Bien sûr, j’aurais préféré vous parler des feux de la Saint-Jean dans mon village avec une procession d’enfants, des bouquets de blé et de fleurs accrochés sur le pont. Quelques personnes ont revêtu des costumes traditionnels et entonné des chants folkloriques en dansant autour du feu.
Malgré le désastre (le contraire des astres), je suis une fille du sud et j’aime l’été, la canicule. Le mot signifie “petite chienne” (canicula en latin) et c’est ainsi qu’on appelait l’étoile Sirius, à laquelle on attribuait alors les périodes de forte chaleur. J’aime les cigales. J’aime les matins frais, les nuits trop courtes, les vents trop chauds. Le feu, toujours, qui brûle en moi.
Dans le village de Thann, d’où le nom de Thiébaut est originaire, on crame carrément trois sapins fin juin avant de sortir la statue du saint Theobaldo (car le saint serait venu de Gubbio, en Italie, et la relique de son doigt momifié est toujours pieusement conservée dans la cathédrale) pendant que tout le monde s’empiffre de tartes flambées. On a aussi brûlé des sorcières ici, évidemment. Et pas qu’un peu.
J’y suis allée en juin 2017 et j’en ai profité pour visiter le musée des Amis de Thann où j’ai appris qu’entre 1572 et 1620, un homme et cent vingt quatre femmes avaient été martyrisées devant la tour des sorcières. Il existe aussi dans ce village de mes origines patronymiques un œil de la sorcière provenant d’un ancien donjon. Et c’est là qu’on découvrit, au XIXe siècle, des industries chimiques qui allaient dévaster le monde.
Oui, les quêtes originelles ont toujours un petit arrière-goût de trauma.
Les miens sont très français : nourris de catholicisme, de racisme et de sexisme, mais aussi d’industrie et de prétendu progrès, ils ont construit mes privilèges, et les regarder dans les yeux n’est pas toujours agréable. Mais il y aussi des traditions folkloriques que j’aime envers et contre tout : traîner au café, danser le madison, chanter à tue-tête, se dire bonjour tous les trois mètres, courir derrière les chevaux et les toros, choisir une thématique pour la journée des filles (ce sera léopard et je m’en fous si vous trouvez ça ringard d’avoir une journée fille et de s’habiller en motif léopard), déjeuner dans les pâturages et se retrouver sur la place pour écouter la fanfare. Ou même entendre à fond la caisse douze fois par jour Dans les yeux d’Émilie de Joe Dassin pendant les fêtes votives (spéciale dédicace à ma Jojo qui se reconnaîtra).

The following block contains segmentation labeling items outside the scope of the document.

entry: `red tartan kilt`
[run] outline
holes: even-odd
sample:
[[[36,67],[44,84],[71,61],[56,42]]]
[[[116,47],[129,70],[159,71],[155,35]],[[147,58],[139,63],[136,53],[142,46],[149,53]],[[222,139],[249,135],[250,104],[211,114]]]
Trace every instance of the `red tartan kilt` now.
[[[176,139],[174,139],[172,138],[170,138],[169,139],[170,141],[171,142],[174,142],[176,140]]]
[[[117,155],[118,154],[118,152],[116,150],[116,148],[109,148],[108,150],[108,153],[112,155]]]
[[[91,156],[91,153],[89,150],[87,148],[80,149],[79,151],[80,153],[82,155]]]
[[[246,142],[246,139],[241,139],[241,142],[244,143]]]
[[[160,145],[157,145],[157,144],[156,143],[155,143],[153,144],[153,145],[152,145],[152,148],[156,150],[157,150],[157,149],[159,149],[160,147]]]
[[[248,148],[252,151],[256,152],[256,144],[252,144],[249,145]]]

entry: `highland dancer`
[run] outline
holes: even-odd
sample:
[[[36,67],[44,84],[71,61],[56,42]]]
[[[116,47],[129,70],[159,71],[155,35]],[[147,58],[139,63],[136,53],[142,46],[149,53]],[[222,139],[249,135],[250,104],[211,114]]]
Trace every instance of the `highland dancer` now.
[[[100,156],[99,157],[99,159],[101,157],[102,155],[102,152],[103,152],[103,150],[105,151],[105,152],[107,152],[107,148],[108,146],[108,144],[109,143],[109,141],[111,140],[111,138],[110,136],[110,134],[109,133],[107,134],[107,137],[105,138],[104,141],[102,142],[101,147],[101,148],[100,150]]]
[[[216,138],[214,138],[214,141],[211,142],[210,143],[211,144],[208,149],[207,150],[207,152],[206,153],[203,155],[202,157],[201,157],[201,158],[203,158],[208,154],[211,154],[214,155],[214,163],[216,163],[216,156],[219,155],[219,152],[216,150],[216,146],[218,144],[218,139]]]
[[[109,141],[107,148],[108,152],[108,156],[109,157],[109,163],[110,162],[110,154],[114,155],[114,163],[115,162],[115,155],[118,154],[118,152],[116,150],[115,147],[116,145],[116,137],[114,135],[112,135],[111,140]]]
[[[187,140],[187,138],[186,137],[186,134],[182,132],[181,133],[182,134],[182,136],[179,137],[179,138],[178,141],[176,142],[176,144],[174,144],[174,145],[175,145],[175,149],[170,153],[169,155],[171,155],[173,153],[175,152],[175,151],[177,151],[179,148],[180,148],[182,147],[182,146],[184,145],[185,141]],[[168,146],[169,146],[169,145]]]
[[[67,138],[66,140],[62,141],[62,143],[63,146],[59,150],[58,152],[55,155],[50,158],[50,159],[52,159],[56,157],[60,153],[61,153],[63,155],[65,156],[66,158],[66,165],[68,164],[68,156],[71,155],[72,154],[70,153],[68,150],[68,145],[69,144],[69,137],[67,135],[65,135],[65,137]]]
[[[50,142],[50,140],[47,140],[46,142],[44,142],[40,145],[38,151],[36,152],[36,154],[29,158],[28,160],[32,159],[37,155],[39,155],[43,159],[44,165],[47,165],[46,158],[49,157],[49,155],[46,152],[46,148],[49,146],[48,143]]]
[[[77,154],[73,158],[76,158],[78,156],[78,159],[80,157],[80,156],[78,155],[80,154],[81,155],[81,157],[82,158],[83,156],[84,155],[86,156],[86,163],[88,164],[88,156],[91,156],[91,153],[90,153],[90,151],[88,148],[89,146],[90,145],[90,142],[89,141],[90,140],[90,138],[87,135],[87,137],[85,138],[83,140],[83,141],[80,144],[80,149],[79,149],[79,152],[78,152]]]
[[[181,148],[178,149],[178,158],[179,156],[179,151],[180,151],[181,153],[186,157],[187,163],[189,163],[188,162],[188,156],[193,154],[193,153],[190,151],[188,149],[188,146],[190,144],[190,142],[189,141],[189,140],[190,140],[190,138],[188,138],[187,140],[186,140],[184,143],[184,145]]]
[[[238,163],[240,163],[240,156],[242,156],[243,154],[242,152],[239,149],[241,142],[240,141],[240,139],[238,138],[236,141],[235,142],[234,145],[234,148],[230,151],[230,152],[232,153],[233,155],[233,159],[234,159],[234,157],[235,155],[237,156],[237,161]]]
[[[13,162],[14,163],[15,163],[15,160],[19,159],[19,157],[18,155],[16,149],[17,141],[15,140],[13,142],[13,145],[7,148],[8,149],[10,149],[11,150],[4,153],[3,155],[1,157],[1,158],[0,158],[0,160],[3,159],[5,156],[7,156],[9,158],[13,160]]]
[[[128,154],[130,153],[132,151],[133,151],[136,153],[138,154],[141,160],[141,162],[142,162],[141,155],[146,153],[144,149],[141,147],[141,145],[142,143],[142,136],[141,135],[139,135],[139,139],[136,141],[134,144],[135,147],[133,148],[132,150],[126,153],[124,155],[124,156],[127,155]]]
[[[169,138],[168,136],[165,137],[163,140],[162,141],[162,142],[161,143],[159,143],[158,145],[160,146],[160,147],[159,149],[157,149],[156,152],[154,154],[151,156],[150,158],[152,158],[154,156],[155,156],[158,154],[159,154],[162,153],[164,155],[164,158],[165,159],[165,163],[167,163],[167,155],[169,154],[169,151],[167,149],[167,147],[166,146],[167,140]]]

Je raconte ces contradictions dans Mes ancêtres les Gauloises (2019) – un livre bizarre mais parfois drôle sur les impensés du roman national à travers l’histoire de ma propre famille. Il y est question de tests ADN, de colonisation, de la traite triangulaire à Marseille, mais aussi des cocottes et des courtisanes, des Amazones et du fait je pourrais descendre du roi Edouard VII (surnommé dans les bordels français Dirty Bertie)…
Le soleil s’est arrêté à l’endroit où notre dignité ne peut plus se glisser.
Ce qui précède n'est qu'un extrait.